Most vision systems can tell you what is in an image. Far fewer can tell you where that object sits in three dimensions – how far away it is, how large it is, and how it's oriented – from a single photograph. This is the core challenge of spatial intelligence: understanding not just what objects are, but how they exist in the physical world. An autonomous vehicle navigating a construction zone, a warehouse robot sorting packages, an AR app placing directions over a street—all need precise 3D understanding, and they need it to work for any object, from any camera.
Recent years have brought rapid progress in finding and labeling objects in 2D images using natural language. But recovering 3D structure from a single image remains fundamentally harder, especially when the system needs to work beyond a fixed category list, handle different ways of specifying what to look for, and generalize across cameras with different resolutions, aspect ratios, and optics. Most approaches cover only a narrow domain like driving or indoor scenes, support a single prompt type, or assume a specific hardware setup—and few can take advantage of extra depth cues when available.
Today we're releasing WildDet3D, an open model for monocular 3D detection. Given a single RGB image, it predicts 3D bounding boxes – estimating an object's position, size, and orientation in metric coordinates – and accepts multiple prompt types including text queries, point prompts, and 2D bounding boxes. Enter a category like "fire hydrant" and it finds every instance in the scene, tap an object and it returns the full 3D bounding box, or pass in a 2D detection from another model and it lifts it into 3D.

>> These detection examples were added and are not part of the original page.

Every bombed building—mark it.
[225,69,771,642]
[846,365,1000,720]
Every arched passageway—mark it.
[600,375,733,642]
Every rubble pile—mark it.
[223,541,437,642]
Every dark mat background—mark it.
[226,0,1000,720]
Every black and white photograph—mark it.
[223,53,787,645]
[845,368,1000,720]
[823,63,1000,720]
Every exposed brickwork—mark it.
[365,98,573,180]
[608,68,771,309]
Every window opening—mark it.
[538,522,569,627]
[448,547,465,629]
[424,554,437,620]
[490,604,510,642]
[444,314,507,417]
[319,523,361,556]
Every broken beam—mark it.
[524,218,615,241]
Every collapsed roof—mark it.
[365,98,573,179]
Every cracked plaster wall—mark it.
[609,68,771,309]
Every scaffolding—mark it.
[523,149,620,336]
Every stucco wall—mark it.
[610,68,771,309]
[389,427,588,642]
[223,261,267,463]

WildDet3D can handle inputs such as a cropped phone photo, a wide-angle action-camera frame, or a robotic camera feed without fine-tuning. And when additional geometric signals such as sparse depth/LiDAR/TOF are available, WildDet3D folds them in to sharpen its predictions.
Alongside the model, we're releasing WildDet3D-Data: over one million images with 3.7 million verified 3D annotations spanning more than 13K object categories, including over 100K human-annotated images, along with evaluation materials and an interactive demo. We're also releasing an iOS demo app that uses live camera input and LiDAR depth to render 3D bounding boxes as AR overlays in real time.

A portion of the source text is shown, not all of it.